Feel free to pick some of these that resonate with you and test for them.
Testing for culture
Some techniques for testing for culture
This is a technique to keep asking the same question in slightly different ways or just probing for more detail: Tell me about a time when you had a conflict? Why did you take those actions? What was your boss’ reaction? What did you do then? Why you’d do that? Hmmm, I would have handled it differently. Why didn’t you do X? Why did you choose to write him an email rather than call or in person? Why did you then phrase it that way? Just go down that rabbithole.
Most people only practice for 1 or 2 “whys” max. So the truth comes out after. And if you probe with a potential disagreement you can see if they’ve actually learnt anything from the situation or they just reciting a rehearsed answer.
In a recent example, they suggested that a project was stopped because it was mutually beneficial for their company and the partner. The 2nd why produced that it was a decision by weighing ROI. This is all rehearsed rubbish. The 3rd why then produced that the candidate disagreed with the leader to end the project. The 4th why produced that the candidate blames the partner for not willing to put resources towards the project. The 5th why was a not well thought answer about partner not having devs. I disagreed and said partner normally has good reasons and if there was traction they would have put resources. The candidate retorted and said the partner had little vision what should be accomplished.

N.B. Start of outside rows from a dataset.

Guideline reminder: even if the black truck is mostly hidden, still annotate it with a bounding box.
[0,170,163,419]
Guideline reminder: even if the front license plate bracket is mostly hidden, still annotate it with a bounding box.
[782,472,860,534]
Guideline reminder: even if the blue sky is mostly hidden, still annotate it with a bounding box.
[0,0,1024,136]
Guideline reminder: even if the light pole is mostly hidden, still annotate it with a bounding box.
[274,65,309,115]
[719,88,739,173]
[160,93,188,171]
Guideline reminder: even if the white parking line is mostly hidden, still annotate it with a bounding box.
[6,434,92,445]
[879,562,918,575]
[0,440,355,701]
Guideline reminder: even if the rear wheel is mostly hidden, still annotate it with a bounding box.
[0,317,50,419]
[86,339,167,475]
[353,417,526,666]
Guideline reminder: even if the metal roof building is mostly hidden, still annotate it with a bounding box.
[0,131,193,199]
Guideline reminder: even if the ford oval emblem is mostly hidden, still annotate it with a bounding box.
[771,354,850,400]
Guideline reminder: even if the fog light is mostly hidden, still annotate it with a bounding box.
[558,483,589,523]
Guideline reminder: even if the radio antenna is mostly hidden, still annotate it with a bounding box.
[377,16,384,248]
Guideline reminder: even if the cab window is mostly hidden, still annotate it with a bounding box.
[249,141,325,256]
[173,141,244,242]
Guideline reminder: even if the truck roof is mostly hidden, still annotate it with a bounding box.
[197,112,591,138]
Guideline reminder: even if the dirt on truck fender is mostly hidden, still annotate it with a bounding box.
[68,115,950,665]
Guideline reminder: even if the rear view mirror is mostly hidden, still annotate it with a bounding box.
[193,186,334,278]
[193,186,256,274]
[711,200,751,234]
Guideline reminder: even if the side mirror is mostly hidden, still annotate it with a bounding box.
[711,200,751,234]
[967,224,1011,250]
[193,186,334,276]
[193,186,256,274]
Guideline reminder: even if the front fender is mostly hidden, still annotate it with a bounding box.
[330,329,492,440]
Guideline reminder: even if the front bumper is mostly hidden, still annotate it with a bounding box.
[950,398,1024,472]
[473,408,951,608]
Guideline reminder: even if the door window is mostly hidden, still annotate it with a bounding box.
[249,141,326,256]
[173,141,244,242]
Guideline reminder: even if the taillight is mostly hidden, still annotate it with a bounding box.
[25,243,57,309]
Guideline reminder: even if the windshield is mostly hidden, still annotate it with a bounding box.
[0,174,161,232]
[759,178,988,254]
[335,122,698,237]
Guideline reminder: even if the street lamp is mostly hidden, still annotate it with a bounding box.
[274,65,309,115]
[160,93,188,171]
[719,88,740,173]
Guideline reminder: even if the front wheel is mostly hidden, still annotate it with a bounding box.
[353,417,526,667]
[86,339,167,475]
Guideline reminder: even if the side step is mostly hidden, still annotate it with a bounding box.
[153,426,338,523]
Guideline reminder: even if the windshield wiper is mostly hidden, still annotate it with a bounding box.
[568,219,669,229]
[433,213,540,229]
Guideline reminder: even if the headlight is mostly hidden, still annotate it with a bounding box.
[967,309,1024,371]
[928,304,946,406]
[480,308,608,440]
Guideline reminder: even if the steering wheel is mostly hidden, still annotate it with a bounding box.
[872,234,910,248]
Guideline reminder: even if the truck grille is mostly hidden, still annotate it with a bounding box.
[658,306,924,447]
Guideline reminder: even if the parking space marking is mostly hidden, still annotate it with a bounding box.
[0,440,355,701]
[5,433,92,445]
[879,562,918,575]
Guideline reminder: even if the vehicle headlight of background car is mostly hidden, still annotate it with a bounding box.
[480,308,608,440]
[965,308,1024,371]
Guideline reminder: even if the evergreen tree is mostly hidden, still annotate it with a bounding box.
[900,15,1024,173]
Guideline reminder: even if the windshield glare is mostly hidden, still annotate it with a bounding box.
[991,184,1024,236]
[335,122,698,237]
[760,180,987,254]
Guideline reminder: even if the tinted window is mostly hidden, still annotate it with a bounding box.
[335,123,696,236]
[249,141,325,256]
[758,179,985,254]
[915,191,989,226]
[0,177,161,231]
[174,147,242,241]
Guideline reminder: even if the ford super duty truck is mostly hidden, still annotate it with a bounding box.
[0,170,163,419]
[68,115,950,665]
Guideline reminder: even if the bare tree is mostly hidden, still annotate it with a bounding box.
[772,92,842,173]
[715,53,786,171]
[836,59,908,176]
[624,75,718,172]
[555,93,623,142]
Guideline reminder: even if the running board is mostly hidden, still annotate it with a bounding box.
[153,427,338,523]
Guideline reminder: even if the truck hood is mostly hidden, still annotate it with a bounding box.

They say you can predict 90% the success of a marriage by looking for “contempt” in the body language of a couple during an argument. What I heard here was contempt and a very quick call to blame a boss and partner. To me if someone with 20+ years tech experience and a nationally renowned partner’s founder decide something is not worth it, there is something else. The lack of answer says to me that they haven’t a) internalised the issue well enough to reflect on the answers and b) maybe consider it not their fault and so haven’t dug deep to examine what they could haven’t done better.
There’s a few red flags in how people talk as they chat with you. Here are some I’ve seen recently:
- Continuing making bad decisions or working with low quality people – we’ve had a few people we’ve wooed who continue to choose sucky situation after sucky situation, i.e. poor life choices. I’m fine if you’ve made 1 bad mistake in employers or founders to work with. An example is someone who was a startup founder and has failed a few times. When I dug deeper, this candidate always was trying to do 3 businesses at once – they may not have called it that but words like “I love the side hustle” and “I’m purely the ideas person, I’m not an executor” are huge red flags. They’re not reflecting about their failures and what to change.
- “I” not “we”. I forget the science but someone who talks in terms of “I” all the time is generally most individualistic than someone who thinks about their team. Rarely is a single person responsible for huge success so someone who tries to claim all the credit is probably overselling. Also, I would likely hate to work with a person who claimed credit for everything.
- Late to interview. People should be on time. They should plan ahead. We do give more leeway given it’s Jakarta. In fact, we’ve given leeway when someone has missed their flight. But we expect people to be honest. A legend surrounding Xendit is that someone arrived for an interview 10 min late but soaking wet. They said they just misjudged time but ran in the rain to make the last leg of the trip – that person got through to the next round.